Jeder Hörer von Das klagende Lied wird dieses Erstaunen des Schöpfers teilen, das ihn ergriff, als er die unaufgeführt liegengebliebene Partitur nach 13 Jahren wieder vornahm.

Gleich nach ihrer durchaus mühevollen Vollendung im November 1880 – »ein wahres Schmerzenskind, an dem ich schon über ein Jahr arbeite« bekennt der 19jährige – hatte der frischgebackene Absolvent des Wiener Konservatoriums alles Erdenkliche unternommen, um sein »Märchenspiel« zu lancieren: Er hatte es beim Wiener Beethovenwettbewerb eingereicht, sich um eine Aufführung im Rahmen des Deutschen Tonkünstlerfestes in Weimar bemüht und einen Verleger gesucht – einerseits. Andererseits kann es ihn nicht wirklich überrascht haben, dass das Stück den Kompositionspreis nicht erhielt, ihm die Partitur aus Weimar – von Franz Liszt mit einem schmallippigen Kommentar versehen – retourniert wurde und kein Verleger ein unnötiges Risiko eingehen wollte. Mahler muss klar gewesen sein, dass allein schon der gigantische Apparat, den die Partitur verlangt, von der Zunft als anmaßend, wenn nicht als Zeichen von Größenwahn betrachtet würde: Neben einem opulent besetzten Hauptorchester disponiert er ein 20-köpfiges Fernorchester, dazu gemischten Chor, ein Gesangssolistenquartett, Knabensopran und Knabenalt. Späteren Revisionen fielen unter anderem das Fernorchester, der 1. Satz sowie die immens anspruchsvollen Knabenstimmen aus rein pragmatischen Gründen zum Opfer, weshalb in der Staatsoper im Wesentlichen die Urfassung erklingt (unter Berücksichtigung einiger weniger, bei Mahlers Neubegegnung mit eigenen Werken ja stets üblichen Retuschen). Aber diese Anmaßung betraf nicht nur die äußeren Koordinaten und Dimensionen. Die musikalische Dramaturgie des »Märchenspiels« ließ alle gewohnten Formate hinter sich. Mahler hat als sein eigener Textdichter das in den Sammlungen der Brüder Grimm und Ludwig Bechstein tradierte Märchen vom singenden Knochen in eine dreiteilige Ballade verwandelt:

I. WALDMÄRCHEN

Eine stolze Königin macht ihre Hingabe von dem Fund einer roten Blume abhängig. Zwei Brüder machen sich im Wald auf die Suche. Der jüngere ist bald erfolgreich. Er steckt sich die Blume an den Hut und legt sich unter eine Weide. Der ältere findet den Schlafenden und erschlägt ihn.

II. DER SPIELMANN

Ein Spielmann findet am Fuß der Weide einen Knochen, aus dem er sich eine Flöte schnitzt. Als er sie an die Lippen setzt, singt sie ein klagendes Lied: »Um ein schönfarbig Blümelein hat mich mein Bruder erschlagen.« Der Spielmann lässt das Lied in der Welt erklingen.

III. HOCHZEITSSTÜCK

Im Schloss feiert man die Hochzeit der Königin mit dem vermeintlichen Entdecker der Blume. Nur der König selbst scheint keinen Anteil zu nehmen. Da tritt der Spielmann auf und lässt die Knochenflöte erklingen. Als der König das Instrument an seine Lippen reißt, richtet es seine Anklage direkt an ihn. Die Königin sinkt zu Boden, die Hochzeitsgäste fliehen, das Schloss stürzt ein.
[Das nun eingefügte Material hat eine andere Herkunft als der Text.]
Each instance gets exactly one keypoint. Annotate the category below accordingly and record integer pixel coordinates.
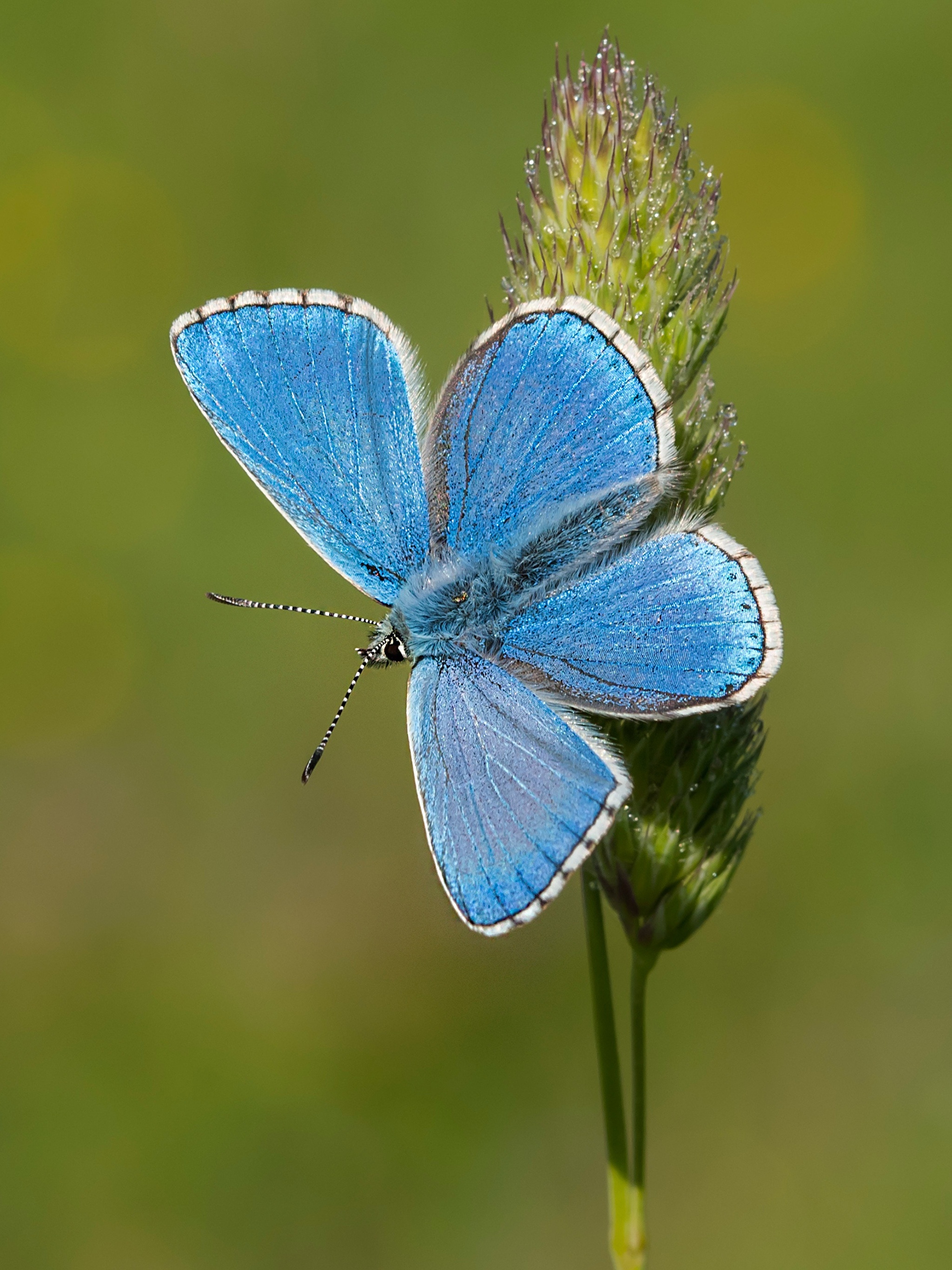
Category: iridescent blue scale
(512, 549)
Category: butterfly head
(388, 648)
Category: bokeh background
(239, 1025)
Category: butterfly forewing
(310, 393)
(550, 407)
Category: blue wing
(311, 393)
(553, 405)
(680, 624)
(513, 798)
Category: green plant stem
(641, 963)
(606, 1039)
(626, 1203)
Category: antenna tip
(311, 764)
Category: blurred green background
(239, 1025)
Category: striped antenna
(370, 656)
(287, 609)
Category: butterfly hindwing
(682, 623)
(513, 798)
(549, 408)
(313, 393)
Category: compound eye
(394, 649)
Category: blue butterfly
(508, 534)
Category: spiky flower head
(621, 212)
(677, 845)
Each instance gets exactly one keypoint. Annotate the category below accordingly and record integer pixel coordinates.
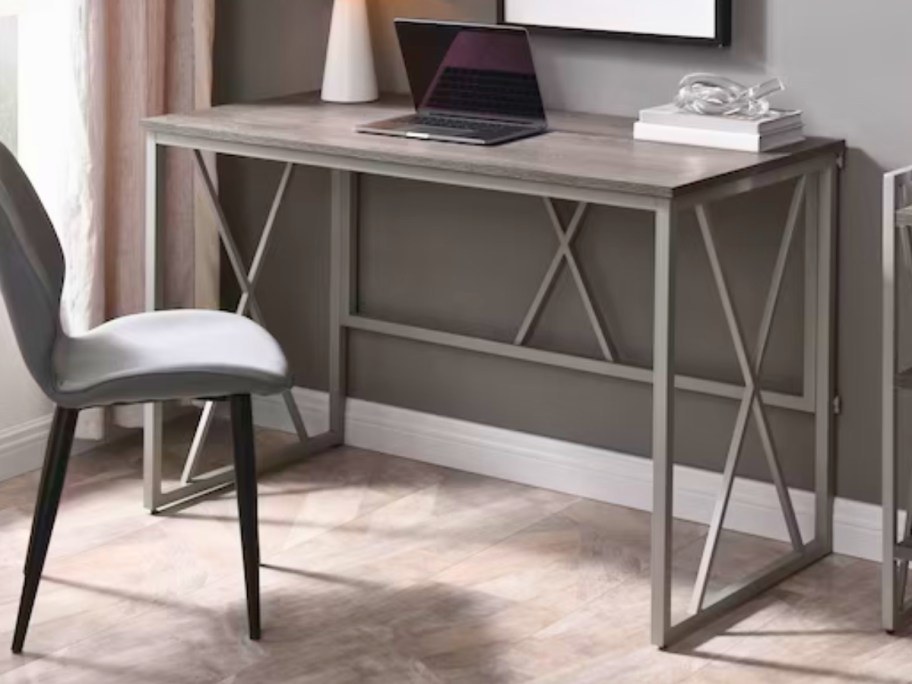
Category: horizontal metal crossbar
(790, 402)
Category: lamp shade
(349, 75)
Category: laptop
(471, 83)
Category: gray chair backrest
(32, 270)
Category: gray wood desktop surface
(591, 160)
(582, 150)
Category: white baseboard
(22, 447)
(584, 471)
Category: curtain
(90, 70)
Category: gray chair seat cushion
(182, 354)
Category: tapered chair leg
(246, 478)
(53, 475)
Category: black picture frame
(722, 38)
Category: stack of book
(669, 124)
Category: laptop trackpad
(437, 130)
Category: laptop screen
(470, 70)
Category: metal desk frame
(897, 534)
(814, 199)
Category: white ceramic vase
(349, 75)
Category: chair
(158, 356)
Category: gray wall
(470, 261)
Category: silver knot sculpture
(715, 95)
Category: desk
(588, 160)
(897, 377)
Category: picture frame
(541, 15)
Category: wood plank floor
(379, 569)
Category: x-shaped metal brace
(752, 400)
(247, 281)
(564, 254)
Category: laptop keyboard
(462, 124)
(504, 93)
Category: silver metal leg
(897, 265)
(817, 194)
(564, 254)
(752, 402)
(825, 394)
(343, 292)
(663, 425)
(890, 612)
(152, 412)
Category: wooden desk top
(582, 150)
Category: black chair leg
(53, 475)
(246, 479)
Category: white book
(670, 115)
(743, 142)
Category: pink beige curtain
(90, 71)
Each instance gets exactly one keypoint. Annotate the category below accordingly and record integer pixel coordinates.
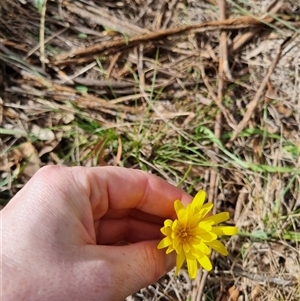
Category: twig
(259, 278)
(87, 53)
(223, 69)
(243, 39)
(254, 103)
(42, 35)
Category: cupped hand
(85, 234)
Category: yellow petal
(205, 262)
(164, 243)
(208, 236)
(199, 199)
(218, 246)
(179, 262)
(224, 230)
(186, 247)
(192, 268)
(218, 218)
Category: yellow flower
(194, 233)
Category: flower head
(194, 233)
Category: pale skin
(85, 234)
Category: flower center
(184, 233)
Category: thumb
(136, 266)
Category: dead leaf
(42, 133)
(29, 153)
(99, 152)
(119, 153)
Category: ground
(205, 94)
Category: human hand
(60, 234)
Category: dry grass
(205, 94)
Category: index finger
(118, 188)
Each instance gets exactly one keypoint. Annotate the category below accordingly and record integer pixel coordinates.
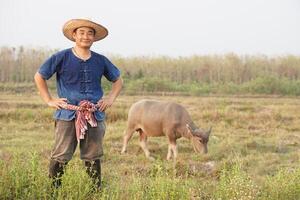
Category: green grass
(254, 153)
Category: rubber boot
(93, 168)
(56, 170)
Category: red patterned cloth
(84, 114)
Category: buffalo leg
(128, 134)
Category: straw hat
(71, 25)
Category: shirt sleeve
(49, 67)
(111, 72)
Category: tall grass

Mit dieser altertümelnden Balladendichtung scheint Mahler anzuknüpfen an ein in der Musizier- und Konzertpraxis seiner Zeit etabliertes Sujet: Das Märchen vom klagenden, bzw. »begrabenen« Lied, das die Seele eines Ermordeten in Knochen-, Tier- oder Pflanzengestalt anstimmt und seinen Mörder damit entlarvt. Es wurde mehrfach als Melodram, also als Rezitation mit Klavier- oder Orchesterbegleitung, sowie als Kantate vertont. Kein Geringerer als Schumann hatte 1852 die das gleiche Motiv variierende Ballade Vom Pagen und der Königstochter als großes Konzertstück für Chor, Soli und Orchester gesetzt. Doch Mahlers »Revolte wider die bürgerliche Musik«, von der Adorno sprach, katapultiert sich heraus aus den Darstellungs- und Rezeptions-Verabredungen seiner Epoche. Anders als bei seinen Vorgängern und Zeitgenossen gibt es keine gesicherte Erzähler- und Rezipienten-Position mehr. In Schumanns Chorballade gibt es ganz klar durchgeführte Figuren, die Altistin fungiert als Erzählerin, Sopran und Tenor verkörpern das Liebespaar, der Bariton ist der König, es gibt einen Meermann und eine Meereskönigin usw. Der Hörer kann sich in jener komfortablen Distanz einrichten, aus der man in einem bürgerlichen Interieur einen Öldruck betrachten mag.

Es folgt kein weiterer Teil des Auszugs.